To say the least, I wouldn’t be writing this I took the job, or maybe I would. Who is really to say that it could not have been otherwise?


BUT I am deep believer that,

“Whatever happened, happened and it could not have happened any other way because it didn’t.”

You can thank Peter Crone for that one.

So here are 5 lessons I’ve learned from trusting my creative self to sustain my life financially, spiritually, and a whole gamut of other adverbs.

1. If you think you can or if you think can’t, you will be right every time.

I believe that is a quote by Henry Ford,

But what this illustrates is what I call Esoteric Fundamental (to life) #1.



Energy precedes matter.

Go to the most irreducible forms of matter, they are representations of electric energy.

For those whose convictions stop there,

At the very least you can understand that the fundamental composition to matter is electric energy.

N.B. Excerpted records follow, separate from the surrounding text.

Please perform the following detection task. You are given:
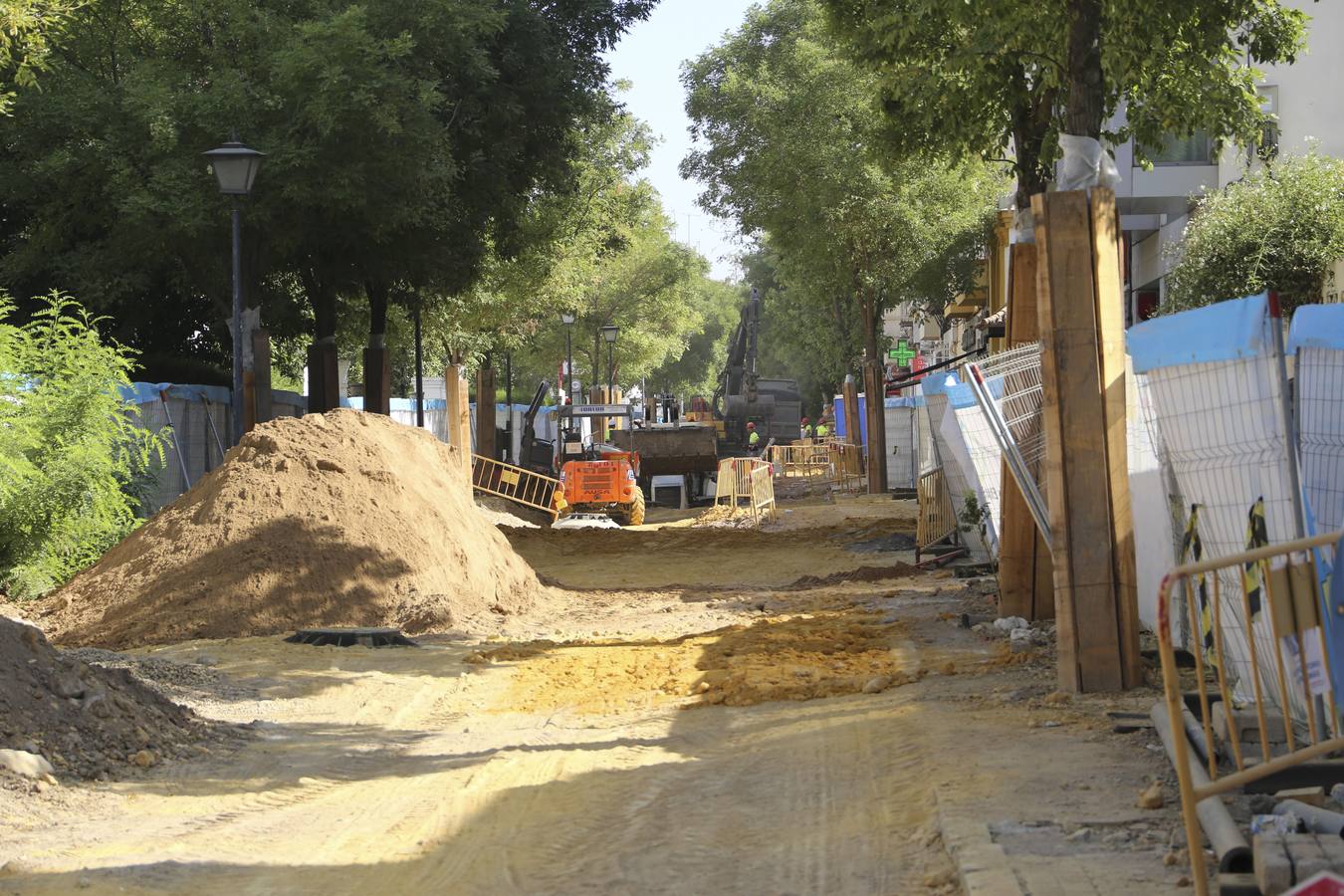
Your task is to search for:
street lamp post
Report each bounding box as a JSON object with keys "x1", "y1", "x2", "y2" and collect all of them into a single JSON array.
[
  {"x1": 560, "y1": 312, "x2": 578, "y2": 404},
  {"x1": 202, "y1": 135, "x2": 266, "y2": 445}
]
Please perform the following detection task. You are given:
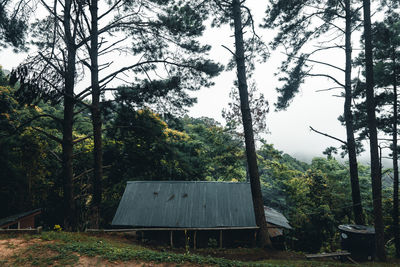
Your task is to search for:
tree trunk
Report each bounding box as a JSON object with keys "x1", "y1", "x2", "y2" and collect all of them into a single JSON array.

This energy can in fact be altered, stewarded, celebrated, and directed in many ways that will undeniably influence the matter around it.

Mind is a great place to start in stewarding this electric force into certain directions of matter.

A question for the curious,

How did the electricity manifest?

Did it ever, or was it always there?

Nonetheless,

Beyond the noise that comes from all the mindset gurus out there, there is deep truth in believing.

I like to break up believing into 2 parts.

Be + living.

How do you wish to BE_LIVING?


2. Get comfortable with what makes you very uncomfortable.

You have concerns about financially surviving from your art.

Accept deeply that any and all fears will be illuminated when you set out on the ancient journey of living your own life in your own creative act.

Your ancestors were creative entrepreneurs.

They learned,

They failed,

They laughed,

They cried,

They experienced their world,

And they took what they knew and offered it to their community.

Modern day business is the return to an ancient way of being set in the “future” with all the technology and resources available to us today.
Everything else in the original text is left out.